Mothercare could be the next high-street chain to close stores in a CVA
PUBLISHED: 10:00 13 May 2018 | UPDATED: 16:21 13 May 2018
The new Mothercare chief executive is set to update the market on the troubled retailer’s store closure plans next week, with the group also tipped to report a sharp fall in profits.
David Wood, who was parachuted in to replace Mark Newton-Jones just weeks ago, will lay bare the challenge the chain faces at Mothercare’s annual results on Thursday.
A consensus of City analysts forecast the group will post a 95% fall in underlying pre-tax profits to just £1m in the year to March. The figure compares with a profit of £19.7m last year.
It will come alongside an update on Mothercare’s refinancing progress, with the group having mandated KPMG to help it secure additional cash from its lenders HSBC and Barclays.
Rothschild is also working with the group to secure outside funding.
Since taking the helm in April Mr Wood – who joined from US grocery and pharmaceuticals giant Kmart – has said his “immediate priority” is to ensure Mothercare returns to firmer financial ground.
To this end, he is expected to announce an acceleration of its store closure programme, with speculation rife that this will be carried out through a company voluntary arrangement (CVA) – a move which would allow it to close loss-making shops and secure rental discounts.
Despite its travails Clive Black, analyst at Shore Capital, struck an upbeat tone.
“Mothercare clearly faces a number of challenges at this time but retains an excellent and still relevant brand in our view,” he said.
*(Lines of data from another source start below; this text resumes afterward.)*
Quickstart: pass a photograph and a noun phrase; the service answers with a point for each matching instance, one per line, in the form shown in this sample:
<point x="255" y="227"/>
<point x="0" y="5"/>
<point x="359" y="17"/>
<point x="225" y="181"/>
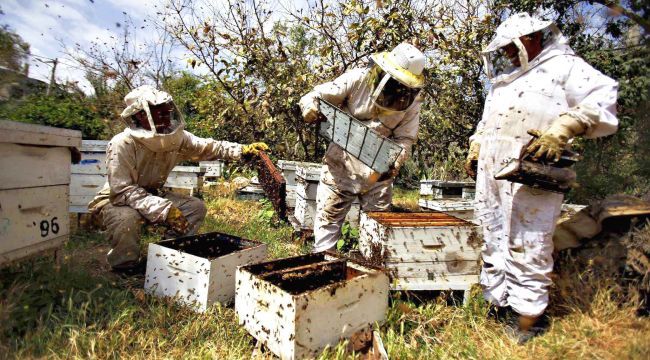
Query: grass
<point x="84" y="311"/>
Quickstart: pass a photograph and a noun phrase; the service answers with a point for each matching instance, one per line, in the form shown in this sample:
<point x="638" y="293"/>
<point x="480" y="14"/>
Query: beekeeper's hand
<point x="253" y="149"/>
<point x="177" y="221"/>
<point x="553" y="141"/>
<point x="472" y="159"/>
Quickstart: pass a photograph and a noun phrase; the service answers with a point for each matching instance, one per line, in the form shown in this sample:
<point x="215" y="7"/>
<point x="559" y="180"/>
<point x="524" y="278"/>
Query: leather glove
<point x="177" y="221"/>
<point x="310" y="114"/>
<point x="550" y="144"/>
<point x="253" y="149"/>
<point x="472" y="159"/>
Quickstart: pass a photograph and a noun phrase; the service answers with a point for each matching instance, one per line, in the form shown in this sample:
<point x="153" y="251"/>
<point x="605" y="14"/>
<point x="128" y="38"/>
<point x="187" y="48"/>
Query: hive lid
<point x="209" y="245"/>
<point x="417" y="219"/>
<point x="32" y="134"/>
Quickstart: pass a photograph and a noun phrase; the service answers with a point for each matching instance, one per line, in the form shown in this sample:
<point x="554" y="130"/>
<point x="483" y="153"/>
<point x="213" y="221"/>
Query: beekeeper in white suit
<point x="385" y="96"/>
<point x="138" y="161"/>
<point x="537" y="83"/>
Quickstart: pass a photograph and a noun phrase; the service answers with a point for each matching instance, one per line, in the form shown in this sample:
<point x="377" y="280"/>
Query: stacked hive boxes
<point x="422" y="250"/>
<point x="34" y="188"/>
<point x="89" y="176"/>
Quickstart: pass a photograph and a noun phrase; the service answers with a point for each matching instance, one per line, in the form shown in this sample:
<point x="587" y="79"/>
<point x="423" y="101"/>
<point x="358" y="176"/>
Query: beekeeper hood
<point x="165" y="123"/>
<point x="497" y="64"/>
<point x="398" y="77"/>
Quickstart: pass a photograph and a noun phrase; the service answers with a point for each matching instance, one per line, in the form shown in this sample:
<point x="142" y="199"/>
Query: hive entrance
<point x="416" y="219"/>
<point x="210" y="245"/>
<point x="304" y="273"/>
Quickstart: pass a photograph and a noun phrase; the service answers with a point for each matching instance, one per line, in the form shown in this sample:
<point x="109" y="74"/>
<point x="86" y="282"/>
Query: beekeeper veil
<point x="498" y="66"/>
<point x="397" y="77"/>
<point x="162" y="128"/>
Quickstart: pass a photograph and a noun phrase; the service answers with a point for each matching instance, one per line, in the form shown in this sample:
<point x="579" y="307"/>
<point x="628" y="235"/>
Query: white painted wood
<point x="298" y="326"/>
<point x="212" y="169"/>
<point x="32" y="215"/>
<point x="431" y="254"/>
<point x="31" y="134"/>
<point x="96" y="146"/>
<point x="197" y="281"/>
<point x="23" y="166"/>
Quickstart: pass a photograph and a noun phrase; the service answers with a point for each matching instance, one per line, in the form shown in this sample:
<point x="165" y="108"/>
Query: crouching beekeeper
<point x="539" y="86"/>
<point x="385" y="96"/>
<point x="138" y="161"/>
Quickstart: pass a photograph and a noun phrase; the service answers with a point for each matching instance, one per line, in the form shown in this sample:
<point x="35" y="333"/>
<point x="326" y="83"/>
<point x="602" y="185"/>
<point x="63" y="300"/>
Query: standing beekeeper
<point x="138" y="161"/>
<point x="537" y="83"/>
<point x="385" y="96"/>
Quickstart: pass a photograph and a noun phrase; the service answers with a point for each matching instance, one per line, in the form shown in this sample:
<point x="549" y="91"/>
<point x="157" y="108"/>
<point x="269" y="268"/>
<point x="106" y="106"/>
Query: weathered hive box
<point x="34" y="188"/>
<point x="422" y="250"/>
<point x="298" y="306"/>
<point x="438" y="189"/>
<point x="199" y="270"/>
<point x="307" y="180"/>
<point x="457" y="207"/>
<point x="89" y="176"/>
<point x="186" y="177"/>
<point x="211" y="169"/>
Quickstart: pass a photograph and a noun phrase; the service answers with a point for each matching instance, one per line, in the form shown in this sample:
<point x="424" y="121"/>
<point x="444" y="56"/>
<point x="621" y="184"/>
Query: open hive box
<point x="298" y="306"/>
<point x="199" y="270"/>
<point x="422" y="250"/>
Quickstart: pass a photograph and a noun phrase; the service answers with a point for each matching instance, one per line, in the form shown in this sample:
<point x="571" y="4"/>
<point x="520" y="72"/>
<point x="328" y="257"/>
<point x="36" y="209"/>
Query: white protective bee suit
<point x="518" y="221"/>
<point x="138" y="162"/>
<point x="343" y="177"/>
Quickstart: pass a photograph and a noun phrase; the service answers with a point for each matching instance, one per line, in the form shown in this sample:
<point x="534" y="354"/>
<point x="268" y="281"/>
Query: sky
<point x="46" y="24"/>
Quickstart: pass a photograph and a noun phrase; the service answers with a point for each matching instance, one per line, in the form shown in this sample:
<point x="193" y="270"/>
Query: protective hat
<point x="141" y="99"/>
<point x="497" y="67"/>
<point x="405" y="64"/>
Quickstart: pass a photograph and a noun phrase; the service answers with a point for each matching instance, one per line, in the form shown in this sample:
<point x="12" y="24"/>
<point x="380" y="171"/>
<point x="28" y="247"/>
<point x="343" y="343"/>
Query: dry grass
<point x="84" y="312"/>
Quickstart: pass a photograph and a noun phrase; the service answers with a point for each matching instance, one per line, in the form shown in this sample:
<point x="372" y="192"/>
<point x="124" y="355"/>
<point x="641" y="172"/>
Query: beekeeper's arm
<point x="334" y="91"/>
<point x="124" y="189"/>
<point x="406" y="133"/>
<point x="591" y="97"/>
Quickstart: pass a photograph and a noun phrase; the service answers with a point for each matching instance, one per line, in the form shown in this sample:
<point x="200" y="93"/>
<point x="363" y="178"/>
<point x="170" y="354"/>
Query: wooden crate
<point x="298" y="306"/>
<point x="89" y="176"/>
<point x="34" y="188"/>
<point x="211" y="169"/>
<point x="357" y="139"/>
<point x="422" y="250"/>
<point x="438" y="189"/>
<point x="199" y="270"/>
<point x="186" y="177"/>
<point x="457" y="207"/>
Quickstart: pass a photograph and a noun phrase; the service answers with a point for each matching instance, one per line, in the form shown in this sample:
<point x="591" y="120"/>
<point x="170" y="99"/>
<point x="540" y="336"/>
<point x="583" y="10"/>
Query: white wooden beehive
<point x="422" y="251"/>
<point x="457" y="207"/>
<point x="298" y="306"/>
<point x="89" y="176"/>
<point x="199" y="270"/>
<point x="439" y="189"/>
<point x="34" y="188"/>
<point x="186" y="177"/>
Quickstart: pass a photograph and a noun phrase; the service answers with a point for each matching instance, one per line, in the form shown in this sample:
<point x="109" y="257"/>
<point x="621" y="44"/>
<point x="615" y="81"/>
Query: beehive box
<point x="199" y="270"/>
<point x="34" y="188"/>
<point x="457" y="207"/>
<point x="307" y="182"/>
<point x="422" y="250"/>
<point x="298" y="306"/>
<point x="438" y="189"/>
<point x="211" y="169"/>
<point x="89" y="176"/>
<point x="357" y="139"/>
<point x="186" y="177"/>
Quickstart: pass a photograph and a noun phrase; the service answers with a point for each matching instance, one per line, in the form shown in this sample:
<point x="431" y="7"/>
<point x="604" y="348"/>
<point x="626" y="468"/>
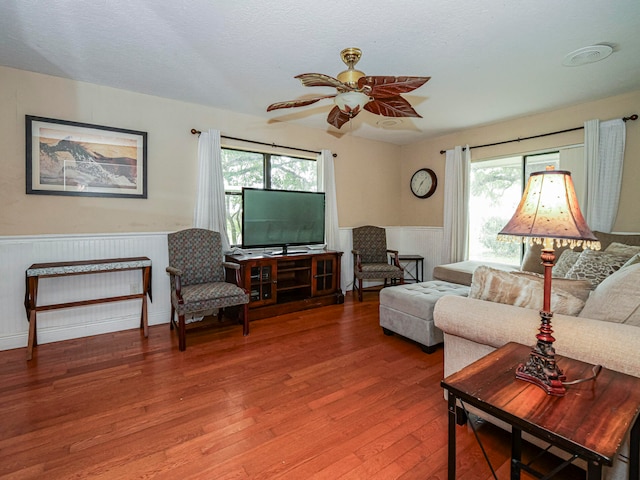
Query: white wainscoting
<point x="19" y="252"/>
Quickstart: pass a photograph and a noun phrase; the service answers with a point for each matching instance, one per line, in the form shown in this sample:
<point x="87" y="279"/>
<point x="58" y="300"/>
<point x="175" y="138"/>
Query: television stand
<point x="282" y="284"/>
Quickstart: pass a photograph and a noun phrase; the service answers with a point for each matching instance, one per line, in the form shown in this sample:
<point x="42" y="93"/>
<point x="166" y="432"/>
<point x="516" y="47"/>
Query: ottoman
<point x="408" y="310"/>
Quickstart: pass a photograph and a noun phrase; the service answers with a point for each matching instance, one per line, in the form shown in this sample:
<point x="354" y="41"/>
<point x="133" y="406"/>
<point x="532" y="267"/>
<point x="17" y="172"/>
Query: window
<point x="496" y="187"/>
<point x="242" y="168"/>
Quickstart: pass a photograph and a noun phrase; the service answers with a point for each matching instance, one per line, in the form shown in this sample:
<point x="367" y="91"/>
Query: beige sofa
<point x="605" y="332"/>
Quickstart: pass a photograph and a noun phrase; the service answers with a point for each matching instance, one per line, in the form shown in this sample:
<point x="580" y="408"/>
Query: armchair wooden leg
<point x="182" y="333"/>
<point x="245" y="319"/>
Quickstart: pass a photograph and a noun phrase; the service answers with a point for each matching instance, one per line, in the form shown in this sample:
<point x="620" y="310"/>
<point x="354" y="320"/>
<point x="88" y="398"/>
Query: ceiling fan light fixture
<point x="350" y="77"/>
<point x="585" y="55"/>
<point x="351" y="103"/>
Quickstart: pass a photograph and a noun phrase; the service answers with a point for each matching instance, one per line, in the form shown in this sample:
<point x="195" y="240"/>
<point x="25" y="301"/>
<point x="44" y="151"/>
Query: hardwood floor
<point x="320" y="394"/>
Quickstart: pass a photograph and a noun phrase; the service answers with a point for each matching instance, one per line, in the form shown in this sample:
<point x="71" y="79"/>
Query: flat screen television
<point x="281" y="218"/>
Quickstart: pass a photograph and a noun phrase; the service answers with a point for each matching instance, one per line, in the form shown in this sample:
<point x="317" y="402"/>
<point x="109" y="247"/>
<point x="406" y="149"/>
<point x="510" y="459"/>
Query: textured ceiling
<point x="489" y="60"/>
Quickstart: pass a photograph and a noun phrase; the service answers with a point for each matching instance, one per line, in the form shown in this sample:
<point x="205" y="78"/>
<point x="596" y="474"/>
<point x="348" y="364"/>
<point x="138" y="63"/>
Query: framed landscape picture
<point x="71" y="158"/>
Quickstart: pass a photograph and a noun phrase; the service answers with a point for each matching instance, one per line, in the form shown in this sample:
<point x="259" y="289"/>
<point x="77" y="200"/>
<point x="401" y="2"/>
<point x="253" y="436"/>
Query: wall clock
<point x="424" y="183"/>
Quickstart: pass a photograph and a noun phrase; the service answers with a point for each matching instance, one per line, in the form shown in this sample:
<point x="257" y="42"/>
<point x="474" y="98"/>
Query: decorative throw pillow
<point x="567" y="259"/>
<point x="632" y="261"/>
<point x="532" y="261"/>
<point x="622" y="249"/>
<point x="504" y="287"/>
<point x="596" y="266"/>
<point x="578" y="288"/>
<point x="617" y="298"/>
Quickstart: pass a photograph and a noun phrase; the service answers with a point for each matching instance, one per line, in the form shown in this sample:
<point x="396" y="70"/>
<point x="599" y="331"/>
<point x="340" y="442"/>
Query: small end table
<point x="418" y="270"/>
<point x="578" y="423"/>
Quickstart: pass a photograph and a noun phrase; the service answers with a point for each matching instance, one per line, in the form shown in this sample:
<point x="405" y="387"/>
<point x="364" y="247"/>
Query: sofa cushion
<point x="531" y="261"/>
<point x="519" y="290"/>
<point x="632" y="261"/>
<point x="462" y="272"/>
<point x="577" y="288"/>
<point x="567" y="259"/>
<point x="596" y="266"/>
<point x="617" y="298"/>
<point x="622" y="249"/>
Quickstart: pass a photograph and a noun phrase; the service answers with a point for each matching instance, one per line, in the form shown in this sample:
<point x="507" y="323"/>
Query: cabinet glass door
<point x="262" y="289"/>
<point x="324" y="276"/>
“The new senior management team is now focused upon the previously announced refinancing initiatives whilst also seeing through the ongoing business transformation.”
Mothercare also recently announced the departure of its chairman Alan Parker, who “retired from his position” after six years.
He has been replaced by Clive Whiley as its interim executive chairman with immediate effect.
Retailers across the board have been battered by weak consumer confidence off the back of soaring Brexit-fuelled inflation.
They have also had to contend with surging wage costs and eye-watering business rate hikes.
Since January, Toys R Us and Maplin have filed for administration, while fashion retailers such as New Look and Select have embarked on radical store closure programmes.